The molecular structure of 1,3,2,4-benzodithiadiazine has been studied theoretically by a large number of computational methods. The results of calculations using different DFT functionals are compared with those obtained from HF, MP2, MP4(SDQ), QCISD and CCSD calculations. In addition, the influence of a number of basis sets on the calculated geometry was investigated. The results of the post-HF methods show that convergence of the geometrical parameters is already obtained for the relatively small 6-311+G* basis set. Taking the MP4(SDQ)/cc-pVTZ geometry as a reference the DFT/B1B95 functional appears to provide the best description of all the examined functionals.

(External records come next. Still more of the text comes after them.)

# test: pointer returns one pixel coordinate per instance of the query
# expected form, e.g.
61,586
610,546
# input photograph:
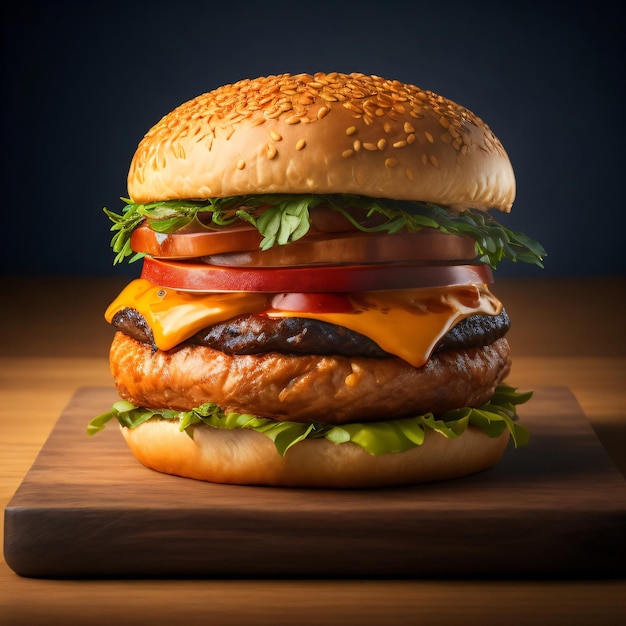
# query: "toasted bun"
330,389
326,133
249,457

Tersago, K.; De Dobbelaere, C.; Van Alsenoy, C.; Blockhuys, F. Chem. Phys. Lett. 2007, 434, 200-204.
Our Microreview highlights the most important advances in the heteroatom chemistry of 1,3,2,4-benzodithiadiazines (pi-excessive and formally antiaromatic heterocycles), covering methods for synthesis, nontrivial features of the molecular and pi-electronic structure, spectral properties, and reactivity, in particular the transformations into persistent pi-radicals. The chemistry of 1,3,2,4-benzodithiadiazines is compared to that of related chalcogen-nitrogen compounds, both cyclic and acyclic.
Blockhuys, F.; Gritsan, N.P.; Makarov, A.Yu.; Tersago, K.; Zibarev, A.V. Eur. J. Inorg. Chem. 2008, 655-672.